“‘The Audience is My Source of Hate:’ Xandra Ibarra and Fucking Whiteness,” in Sex on Stage: Writing the Body Politic, eds. Feona Attwood, Alison J Carr and Lynn Sally (Bloomsbury, 2025).
In this chapter I look at a confrontational model of explicit body performance which is embodied by the works of performance artist, Xandra Ibarra.
As a native Texan who grew up on the border as a brown-skinned femme woman, the politics of the border were already being played out on her body.
Over the course of ten years Ibarra created over one-hundred of these short burlesque pieces which she titled Spictacles, again as a parody of the derogatory term spic- that is levied upon Latinx people. Ibarra’s Spictacles were created with the purpose of using camp and disidentification to critique majoritarian views of queer, brown-skinned, women.
However, after ten years of ejaculating hot sauce, fisting piñatas, masturbating as the statue of liberty, stripping in a luchador mask and more, Ibarra felt that her work had ultimately “failed.” Ibarra spoke at length in our interview about how in the end she was performing for mostly white audiences who just “didn’t get it.”

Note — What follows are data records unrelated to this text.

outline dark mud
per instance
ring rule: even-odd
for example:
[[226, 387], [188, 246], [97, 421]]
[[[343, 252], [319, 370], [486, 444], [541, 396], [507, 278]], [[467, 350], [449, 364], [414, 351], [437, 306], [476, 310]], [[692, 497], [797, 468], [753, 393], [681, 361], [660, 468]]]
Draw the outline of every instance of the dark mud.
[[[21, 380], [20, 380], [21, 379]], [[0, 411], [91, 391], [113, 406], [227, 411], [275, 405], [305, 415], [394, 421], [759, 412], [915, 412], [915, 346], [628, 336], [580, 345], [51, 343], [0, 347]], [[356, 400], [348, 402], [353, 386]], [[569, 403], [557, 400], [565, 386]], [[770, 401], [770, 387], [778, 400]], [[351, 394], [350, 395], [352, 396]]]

In more recent years, Ibarra’ work has turned to photography, film, and confrontational “menstrual prints” sold on Etsy. This chapter turns to Ibarra’s later “opaque” works that walk the line between performance, art, and pornography to ask, just how far is too far in performance, and what happens when audiences fail to read her explicit works as she would like them to be read?